D'Onofrio saluta il Palazzo di Giustizia di Avellino: "Lascio qui una parte del mio cuore e tantissimi amici" 

La partenza del sostituto Procuratore lascia un vuoto profondo nel cuore del sistema giudiziario, ma il suo impegno resta un esempio per tutti

Il Palazzo di Giustizia di Avellino, a partire da domani, dovrà fare i conti con la mancanza del Sostituto Procuratore Vincenzo D’Onofrio al secondo piano. La sua assenza racconta nove anni di incisive investigazioni, contraddistinte dalla determinazione di un magistrato esperto, il cui ufficio ha accolto figure di spicco sia nell'ambito politico che imprenditoriale, unite da un comune interesse: la giustizia. Oggi, durante la cerimonia svoltasi presso l'Aula Magna del Tribunale di Avellino, tantissimi messaggi di affetto e sincere ed emozionate parole di ringraziamento. Il Dottor D'Onofrio, sotto l'occhio attento del Beato Rosario Angelo Livatino, cui è dedicata l'aula, ha avuto una parola di affetto per tutti: "Lascio qui una parte del mio cuore e tantissimi amici". Davanti alla scrivania di D’Onofrio si sono presentati, in veste di testimoni chiamati in causa, esponenti di rilievo della politica e del mondo imprenditoriale a livello nazionale. La Procura di Avellino, con la partenza di uno dei suoi magistrati più esperti, perde una figura di rilievo, un professionista che ha contribuito in modo significativo alle indagini sulla criminalità organizzata e economica.
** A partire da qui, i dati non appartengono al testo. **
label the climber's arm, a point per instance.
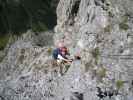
(64, 59)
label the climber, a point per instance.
(60, 55)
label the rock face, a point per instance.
(100, 31)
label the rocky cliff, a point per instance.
(99, 30)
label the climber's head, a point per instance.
(64, 50)
(60, 44)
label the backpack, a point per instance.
(55, 53)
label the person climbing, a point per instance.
(60, 54)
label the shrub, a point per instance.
(107, 28)
(123, 26)
(119, 84)
(102, 72)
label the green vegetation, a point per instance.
(119, 84)
(102, 72)
(107, 28)
(17, 16)
(49, 51)
(39, 27)
(123, 24)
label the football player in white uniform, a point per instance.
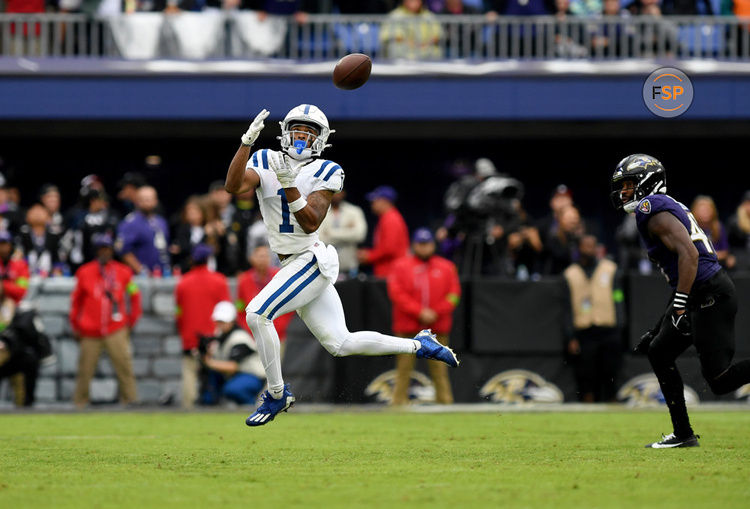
(294, 190)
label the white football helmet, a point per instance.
(306, 114)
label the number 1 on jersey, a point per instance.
(285, 226)
(697, 235)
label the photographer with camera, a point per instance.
(482, 213)
(234, 368)
(24, 348)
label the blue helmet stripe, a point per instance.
(331, 172)
(321, 169)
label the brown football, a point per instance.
(352, 71)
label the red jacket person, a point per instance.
(105, 305)
(424, 290)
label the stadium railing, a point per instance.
(235, 35)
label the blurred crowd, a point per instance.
(485, 229)
(421, 30)
(300, 8)
(107, 238)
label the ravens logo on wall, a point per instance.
(420, 387)
(520, 386)
(644, 391)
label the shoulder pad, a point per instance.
(326, 170)
(260, 159)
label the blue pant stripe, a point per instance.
(294, 293)
(331, 172)
(286, 285)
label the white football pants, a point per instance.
(299, 286)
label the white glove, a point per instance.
(279, 164)
(255, 128)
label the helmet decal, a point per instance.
(648, 177)
(645, 206)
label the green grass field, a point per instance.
(371, 459)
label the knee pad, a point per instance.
(333, 345)
(719, 384)
(254, 320)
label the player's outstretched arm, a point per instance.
(239, 180)
(676, 238)
(312, 214)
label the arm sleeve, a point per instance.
(398, 293)
(453, 297)
(330, 178)
(258, 162)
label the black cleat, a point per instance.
(671, 441)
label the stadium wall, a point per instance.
(93, 91)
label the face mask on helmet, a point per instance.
(301, 143)
(302, 137)
(647, 176)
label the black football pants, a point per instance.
(712, 309)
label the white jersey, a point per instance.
(285, 235)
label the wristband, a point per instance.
(297, 205)
(680, 300)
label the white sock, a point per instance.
(269, 350)
(374, 343)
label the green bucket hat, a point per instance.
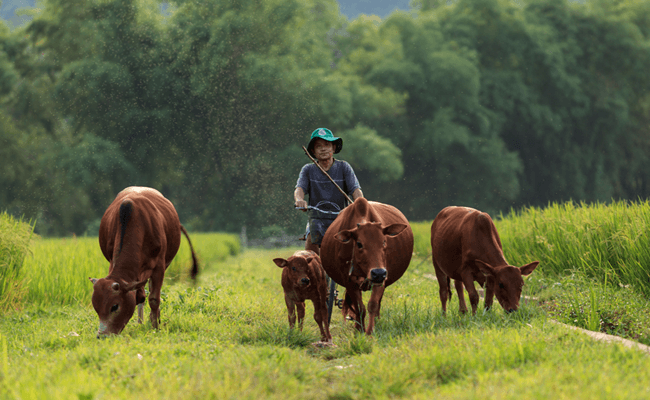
(325, 134)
A partire da lunedì, il pubblico ministero che ha attirato l'antipatia sia della camorra che dei colletti bianchi assumerà il ruolo di sostituto procuratore generale a Napoli. La sua esperienza presso la Sesta Sezione Penale negli ultimi mesi ha anticipato questo nuovo incarico. Ripercorrere la storia degli ultimi nove anni permette di rivedere le indagini più rilevanti firmate dai magistrati di Piazza D’Armi, focalizzate sulle sfide della criminalità economica e organizzata.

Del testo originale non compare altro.